LINGUIST List 12.1826

Mon Jul 16 2001

FYI: IViE Corpus On-line, Website: Endangered Lang

Editor for this issue: Lydia Grebenyova <>


  1. Esther Grabe, On-line Version of the IViE Corpus
  2. Peter Wittenburg, New Web-Site - Endangered Languages Project

Message 1: On-line Version of the IViE Corpus

Date: Thu, 12 Jul 2001 11:53:31 +0100 (GMT)
From: Esther Grabe <>
Subject: On-line Version of the IViE Corpus

Dear colleagues,

Thank you for your response to the release of the IViE Corpus (for information
about the corpus, please read the IViE summary below). We have had almost 60 
requests for the CD-ROM version of the corpus, and we will send out the CDs 
and the documentation to those of you who have written to us within the next 
two weeks. Unfortunately, our research budget does not allow us to make any 
further sets. Therefore, we have set up two on-line versions of the corpus:

1: Download page

The corpus has been divided into 45 packages, one for each speaking style from
each variety. Please use this page to download as little or as much from the 
corpus as you would like (but please note the disclaimer below).

2: On-line audio page

This page allows you to listen to the data in the corpus and to download 
individual files. The files can be sorted by variety, speaking style sand 
speaker gender. As on the download page, the complete set of data from the 
corpus are available here.

IViE homepage

ESRC grant R000237145
Department of Linguistics, University of Cambridge
Esther Grabe, Brechtje Post and Francis Nolan

- --------------------------------------------------------------------------


The IViE corpus and the associated documentation are copyrighted. The speech 
data and the texts cannot be copied or distributed in any format unless this 
paragraph is included. The speech data are available to any interested user, 
but only for non-commercial use. The ESRC and the Universities of Oxford and 
Cambridge make no warranty and accept no liability associated with the use of
these materials. 

- --------------------------------------------------------------------------

About the IViE Corpus

The IViE corpus contains data from nine modern or mainstream dialects of
English spoken in the British Isles in five speaking styles. The data
allow for investigations of cross-varietal and stylistic variation in
English intonation (IViE = Intonational Variation in English).

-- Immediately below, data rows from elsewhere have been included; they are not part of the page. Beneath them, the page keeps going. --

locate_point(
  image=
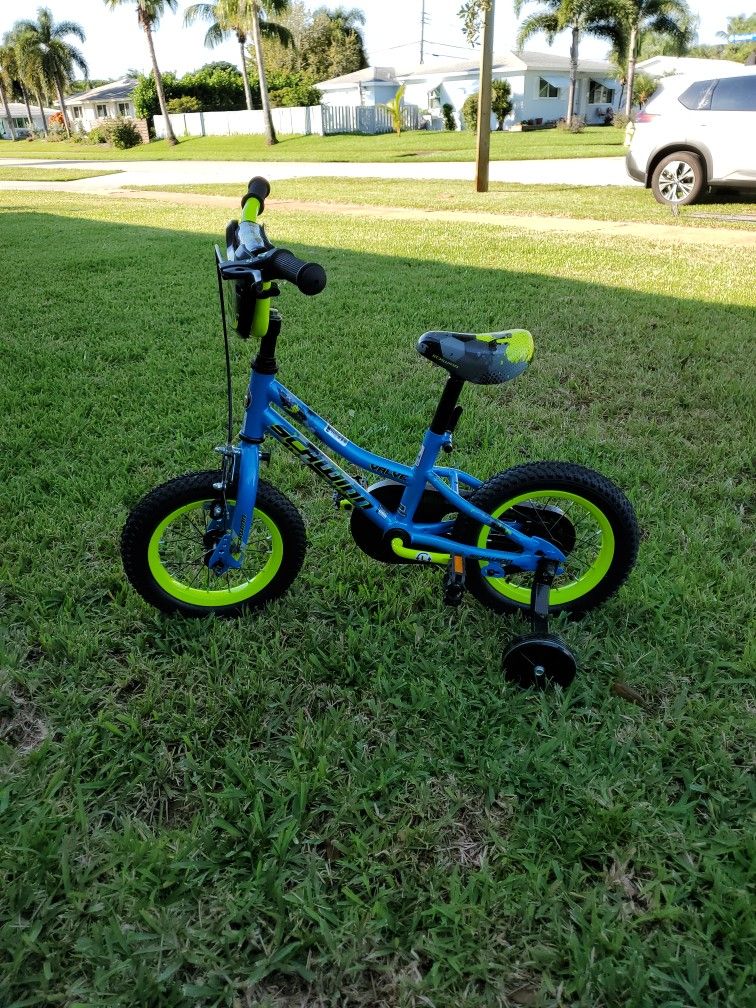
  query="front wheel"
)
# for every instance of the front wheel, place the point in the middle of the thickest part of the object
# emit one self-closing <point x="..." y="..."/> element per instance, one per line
<point x="170" y="534"/>
<point x="578" y="510"/>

Varieties of English: Belfast English, Bradford Punjabi English,
Cambridge, Cardiff (Welsh-English bilingual speakers), Dublin, London
(speakers of West Indian descent), Leeds, Liverpool, Newcastle.

Speaking styles: Conversations, map task, read text & retold version of
the same text, controlled sentences.

Speakers: 12 speakers from each variety, 6 male, 6 female. 16 years of
age. Data recorded in local secondary schools.

Total duration: 36 hours of speech

Format: .wav

The corpus is available free of charge.

NB: A subsection of the corpus will be published with prosodic annotations
later this year, also on CD-ROM (6.5 hours of speech).

Dr. Esther Grabe,
Department of Phonetics, University of Oxford and Linguistics, Cambridge
Phonetics Laboratory, 41 Wellington Square, University of Oxford, OX1 2JF
Tel. +44 1865 270446
Mail to author|Respond to list|Read more issues|LINGUIST home page|Top of issue

Message 2: New Web-Site - Endangered Languages Project

Date: Fri, 13 Jul 2001 16:20:41 +0200
From: Peter Wittenburg <>
Subject: New Web-Site - Endangered Languages Project

 Documentation of Endangered Languages

 DOBES Project - New Web Site

We would like to draw your attention to a new web-site which gives 
information about the DOBES project (DOkumentation BEdrohter Sprachen). 
This project was setup to document a number of Endangered Languages, 
establish guidelines about how to do language documentation and archive 
all material. The archive will cover photos, sound and video recordings 
and, of course, texts of various sort. For details we refer to the 
content of the web-site.

The DOBES project was first started as a one-year pilot project in 2000 
with 8 linguistic teams and one "archiving" team. It is now entering its 
main phase with the intention to ultimately include about 20 linguistic 

The DOBES web-site presents the following information: 

- the teams involved in the project, 
- the languages they are documenting, 
- application guidelines for new projects, 
- the chosen linguistic and technological frameworks which 
 are the results of the project's internal discussions, 
- basic statements about legal and ethical aspects, 
- and many useful links to related sites. 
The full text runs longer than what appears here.